You might think that to start this plan, God would search in a reputable area where there were many fine and upstanding citizens and find one who would be worthy of being the father of his people. But no, on the contrary, he went to a locale where people were notorious for being raucous pagans: Ur.
And there God found one guy to whom he said, “I have made you a father of many nations.” (Genesis 17:5b)
This man was chosen before he had done much of anything. And he proved to be far from perfect in how he executed God’s plan for him. Indeed, if you read about his life in Genesis, in chapters 12 and 20 you see how he messed up and told two lies that were real whoppers. When that happened, did God say, “Wow, that was a surprise! Oops, I must have made a mistake by choosing this guy to be the father of my chosen people.”?

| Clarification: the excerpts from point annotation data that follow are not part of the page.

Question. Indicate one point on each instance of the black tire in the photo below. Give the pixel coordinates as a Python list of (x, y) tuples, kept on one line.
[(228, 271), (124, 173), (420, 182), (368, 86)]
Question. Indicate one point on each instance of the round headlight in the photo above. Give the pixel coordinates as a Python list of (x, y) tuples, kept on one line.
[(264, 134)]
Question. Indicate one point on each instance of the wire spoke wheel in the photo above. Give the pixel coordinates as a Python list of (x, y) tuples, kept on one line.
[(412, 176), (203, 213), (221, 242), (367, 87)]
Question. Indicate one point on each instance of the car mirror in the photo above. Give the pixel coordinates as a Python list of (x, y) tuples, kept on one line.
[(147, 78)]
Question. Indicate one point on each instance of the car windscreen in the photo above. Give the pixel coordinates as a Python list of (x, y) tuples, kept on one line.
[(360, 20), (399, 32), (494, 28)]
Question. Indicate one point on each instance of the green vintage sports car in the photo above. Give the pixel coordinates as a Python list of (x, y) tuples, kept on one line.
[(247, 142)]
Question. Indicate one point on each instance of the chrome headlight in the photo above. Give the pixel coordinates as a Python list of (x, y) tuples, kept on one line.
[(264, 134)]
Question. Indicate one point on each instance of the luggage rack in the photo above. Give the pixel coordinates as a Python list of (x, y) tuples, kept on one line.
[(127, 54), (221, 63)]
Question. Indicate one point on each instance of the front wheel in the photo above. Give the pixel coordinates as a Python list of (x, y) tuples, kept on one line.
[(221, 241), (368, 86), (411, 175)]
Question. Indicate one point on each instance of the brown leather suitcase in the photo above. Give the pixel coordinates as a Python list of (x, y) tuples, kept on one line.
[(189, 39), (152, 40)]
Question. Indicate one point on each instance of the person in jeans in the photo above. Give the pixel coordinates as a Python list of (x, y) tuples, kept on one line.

No, God knew what he was doing. The man he chose was Abraham. And God said that his promise that Abraham would be a father of many nations was irrevocable despite any missteps he might make.
Abraham was the first of God’s chosen people, who became known as the Hebrews.
Later, membership in God’s chosen people was opened up. Christians are compared to olive shoots who are added to the chosen people because of what Jesus did: you, though a wild olive shoot, have been grafted in among the others (from Romans 11:17)
Here’s how our story is like Abraham’s: We did not have to be superb, meritorious citizens before being added into God’s kingdom. We were called in just as we are. And once we are in our place is irrevocable.
Thousands of years later the invitation is still open:
Yet to all who did receive him, to those who believed in his name, he gave the right to become children of God (John 1:12)
We are welcomed in by Jesus Christ, the King of the Jews. And he will never kick us out. Thank you, Lord, for your grace and mercy.